Chief Seattle, a nineteenth-century Native American leader, is often quoted as saying, All things are connected like the blood which unites one family. Whatever befalls the earth, befalls the sons of earth.

Those who invoke these words are usually attempting to convey the impression that Native Americans were guided by a unique environmental ethic. Yet the words in the oft-quoted speech are not actually those of Chief Seattle. And the message of the speech does not ring true, either. For Native Americans, traditions and customs—including property rights—were more important in encouraging careful use of resources than was an environmental ethic, however important that ethic may have been.

It turns out that the words supposedly spoken by Chief Seattle were written by Ted Perry, a scriptwriter. In a movie about pollution, he paraphrased a translation of the speech that had been made by William Arrowsmith (a professor of classics). Perry’s version added a lot. Perry, not Chief Seattle, wrote that every part of the Earth is sacred to my people. (Perry, by the way, has tried unsuccessfully to get the truth out.)

The speech reflects what many environmentalists want to hear, not what Chief Seattle said. The romantic image evoked by the speech obscures the fact that, while there were exceptions that led to the tragedy of the commons, generally American Indians understood the importance of incentives. Property rights, supplemented by customs and traditions where appropriate, often produced the incentives that were needed to husband resources in what was frequently a hostile environment. "
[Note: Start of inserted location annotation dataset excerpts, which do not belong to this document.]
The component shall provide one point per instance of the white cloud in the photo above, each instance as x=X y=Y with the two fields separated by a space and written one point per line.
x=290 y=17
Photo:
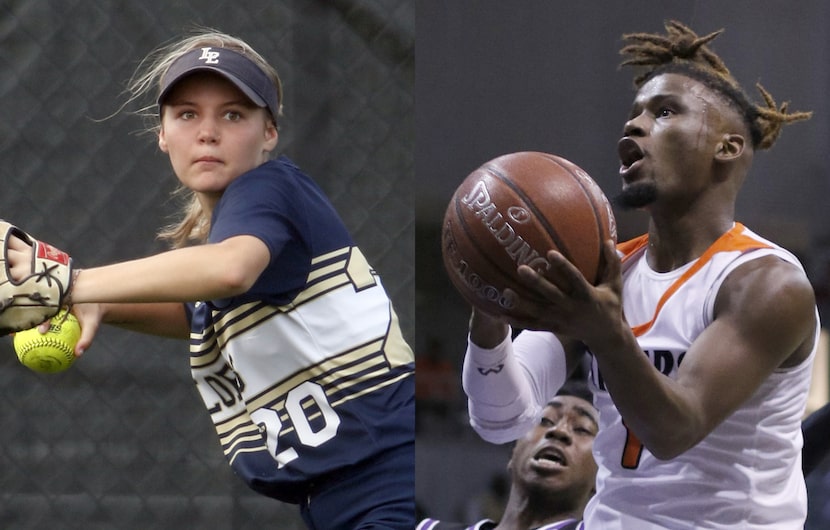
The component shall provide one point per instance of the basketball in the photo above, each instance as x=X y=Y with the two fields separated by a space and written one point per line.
x=511 y=211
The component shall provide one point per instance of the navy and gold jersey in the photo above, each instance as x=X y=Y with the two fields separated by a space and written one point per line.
x=307 y=373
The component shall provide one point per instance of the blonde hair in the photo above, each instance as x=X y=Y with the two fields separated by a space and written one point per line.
x=194 y=225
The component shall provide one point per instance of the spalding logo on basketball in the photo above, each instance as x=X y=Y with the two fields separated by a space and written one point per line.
x=511 y=211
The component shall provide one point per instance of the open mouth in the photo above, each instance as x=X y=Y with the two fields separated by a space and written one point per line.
x=630 y=154
x=550 y=457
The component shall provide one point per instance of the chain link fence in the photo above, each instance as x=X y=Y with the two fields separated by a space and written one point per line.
x=121 y=440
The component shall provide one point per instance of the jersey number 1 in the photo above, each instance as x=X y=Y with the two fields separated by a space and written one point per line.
x=632 y=451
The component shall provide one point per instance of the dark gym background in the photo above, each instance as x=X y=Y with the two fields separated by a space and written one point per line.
x=122 y=439
x=495 y=77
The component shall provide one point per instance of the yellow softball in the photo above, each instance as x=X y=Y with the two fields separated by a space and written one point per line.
x=53 y=351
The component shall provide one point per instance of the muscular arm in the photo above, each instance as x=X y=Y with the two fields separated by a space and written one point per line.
x=764 y=319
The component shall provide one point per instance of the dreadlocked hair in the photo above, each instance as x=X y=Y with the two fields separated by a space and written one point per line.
x=682 y=51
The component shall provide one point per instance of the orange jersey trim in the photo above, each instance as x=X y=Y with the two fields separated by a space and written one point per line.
x=733 y=240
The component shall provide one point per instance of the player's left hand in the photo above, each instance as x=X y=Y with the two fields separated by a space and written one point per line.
x=570 y=305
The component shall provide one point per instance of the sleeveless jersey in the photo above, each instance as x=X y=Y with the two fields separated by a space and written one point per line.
x=747 y=472
x=307 y=373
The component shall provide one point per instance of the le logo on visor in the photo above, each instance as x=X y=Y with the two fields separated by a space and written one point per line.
x=209 y=57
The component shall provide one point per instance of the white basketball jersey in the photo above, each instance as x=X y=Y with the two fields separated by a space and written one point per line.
x=744 y=474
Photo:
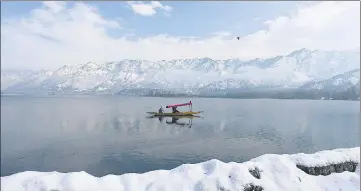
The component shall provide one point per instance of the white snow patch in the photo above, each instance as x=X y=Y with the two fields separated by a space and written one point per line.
x=278 y=172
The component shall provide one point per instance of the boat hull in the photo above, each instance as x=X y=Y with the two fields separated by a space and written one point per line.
x=188 y=113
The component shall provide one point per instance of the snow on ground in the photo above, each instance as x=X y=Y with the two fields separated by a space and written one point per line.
x=277 y=172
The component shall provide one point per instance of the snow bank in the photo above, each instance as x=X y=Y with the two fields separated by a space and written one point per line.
x=267 y=172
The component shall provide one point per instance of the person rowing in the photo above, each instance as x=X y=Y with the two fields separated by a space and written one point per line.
x=175 y=110
x=161 y=110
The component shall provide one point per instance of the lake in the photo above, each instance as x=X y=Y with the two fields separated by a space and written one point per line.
x=111 y=135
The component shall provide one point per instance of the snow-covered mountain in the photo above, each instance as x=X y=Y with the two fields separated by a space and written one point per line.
x=341 y=82
x=192 y=75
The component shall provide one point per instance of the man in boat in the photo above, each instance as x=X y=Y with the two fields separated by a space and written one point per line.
x=160 y=110
x=175 y=110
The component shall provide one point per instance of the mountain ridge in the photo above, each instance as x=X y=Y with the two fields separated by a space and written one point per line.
x=292 y=70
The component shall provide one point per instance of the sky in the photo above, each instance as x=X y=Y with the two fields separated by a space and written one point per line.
x=48 y=35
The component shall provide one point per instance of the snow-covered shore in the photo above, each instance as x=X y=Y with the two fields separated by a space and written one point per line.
x=267 y=172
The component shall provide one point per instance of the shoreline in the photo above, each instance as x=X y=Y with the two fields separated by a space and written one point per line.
x=329 y=169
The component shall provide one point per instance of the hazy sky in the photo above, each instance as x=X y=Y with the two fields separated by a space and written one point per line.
x=48 y=35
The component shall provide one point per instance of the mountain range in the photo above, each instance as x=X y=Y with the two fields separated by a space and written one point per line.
x=306 y=70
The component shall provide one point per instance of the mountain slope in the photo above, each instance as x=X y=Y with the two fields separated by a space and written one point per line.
x=341 y=82
x=192 y=75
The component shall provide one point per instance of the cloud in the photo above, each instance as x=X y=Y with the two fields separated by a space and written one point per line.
x=148 y=9
x=57 y=34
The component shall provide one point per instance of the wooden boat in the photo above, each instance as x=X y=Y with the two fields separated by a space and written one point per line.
x=187 y=113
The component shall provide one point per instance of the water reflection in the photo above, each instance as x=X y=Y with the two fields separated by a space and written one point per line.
x=175 y=120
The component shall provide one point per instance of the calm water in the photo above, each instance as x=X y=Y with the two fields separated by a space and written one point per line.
x=111 y=135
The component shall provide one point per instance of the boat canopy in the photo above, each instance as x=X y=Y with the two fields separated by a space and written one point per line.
x=176 y=105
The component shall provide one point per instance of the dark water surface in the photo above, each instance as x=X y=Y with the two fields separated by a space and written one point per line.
x=111 y=135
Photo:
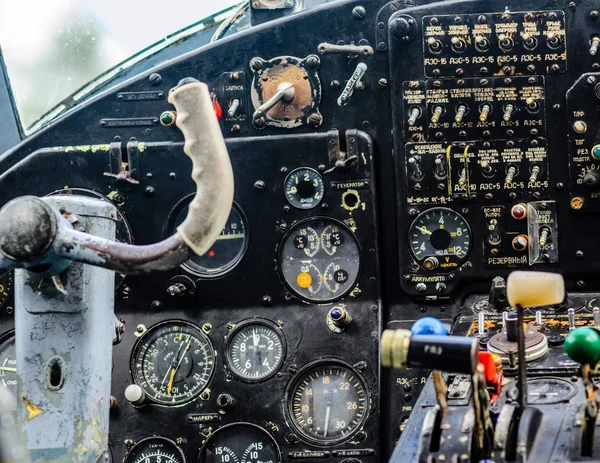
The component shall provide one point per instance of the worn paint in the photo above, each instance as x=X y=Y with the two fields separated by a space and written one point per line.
x=32 y=410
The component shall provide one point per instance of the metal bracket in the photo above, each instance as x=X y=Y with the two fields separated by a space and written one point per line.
x=120 y=169
x=350 y=50
x=340 y=160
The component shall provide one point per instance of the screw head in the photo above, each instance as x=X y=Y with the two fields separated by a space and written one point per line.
x=359 y=12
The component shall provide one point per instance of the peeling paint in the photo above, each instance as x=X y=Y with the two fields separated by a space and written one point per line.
x=32 y=410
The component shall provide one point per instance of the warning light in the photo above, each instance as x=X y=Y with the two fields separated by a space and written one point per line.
x=304 y=280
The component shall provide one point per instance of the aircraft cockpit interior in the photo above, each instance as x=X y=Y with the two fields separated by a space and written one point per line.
x=267 y=231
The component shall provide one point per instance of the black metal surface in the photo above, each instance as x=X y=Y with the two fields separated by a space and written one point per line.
x=369 y=157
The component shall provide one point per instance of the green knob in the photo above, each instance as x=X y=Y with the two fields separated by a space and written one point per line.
x=583 y=345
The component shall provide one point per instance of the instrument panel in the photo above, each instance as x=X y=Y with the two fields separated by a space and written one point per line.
x=390 y=159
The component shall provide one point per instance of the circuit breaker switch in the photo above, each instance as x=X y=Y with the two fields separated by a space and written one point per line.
x=484 y=112
x=437 y=113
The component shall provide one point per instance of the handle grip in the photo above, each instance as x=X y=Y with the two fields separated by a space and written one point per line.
x=32 y=232
x=211 y=168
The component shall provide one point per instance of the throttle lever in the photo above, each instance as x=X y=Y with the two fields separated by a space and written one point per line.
x=34 y=234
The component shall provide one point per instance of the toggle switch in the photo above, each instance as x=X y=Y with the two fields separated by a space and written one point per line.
x=508 y=110
x=571 y=315
x=460 y=113
x=233 y=107
x=484 y=112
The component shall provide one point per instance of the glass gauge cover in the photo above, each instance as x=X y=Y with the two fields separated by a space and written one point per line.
x=304 y=188
x=255 y=350
x=173 y=362
x=240 y=443
x=6 y=285
x=155 y=450
x=319 y=260
x=440 y=240
x=327 y=402
x=8 y=363
x=226 y=252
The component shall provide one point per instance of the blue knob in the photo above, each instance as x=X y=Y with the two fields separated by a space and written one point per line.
x=429 y=325
x=336 y=313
The rest misses an essential point---the essential point: Although the Native Americans held farmland or fishing/hunting grounds as private property, they were held by families/clans, not by individuals. Neither was such land just another commodity that had a price and a value, and could be sold for---dare I say it---money!

See, England had the same sort of system, that land was held by the "haves," despite whatever was going on in the economy, "money" if you will. "Primogeniture" gave the land to the first-born son; the other siblings had to go scratch.

Once "capitalism" made real estate a commodity the same as any other commodity---and therefore convertible into money---there was a liberation of the individual from the "clan" system, after the nuclear family, the most basic human organizational unit.

Yes, the article points out that the human always had his or her "personal" property, clothes, shoes, beads, whatever, but completely misses the point.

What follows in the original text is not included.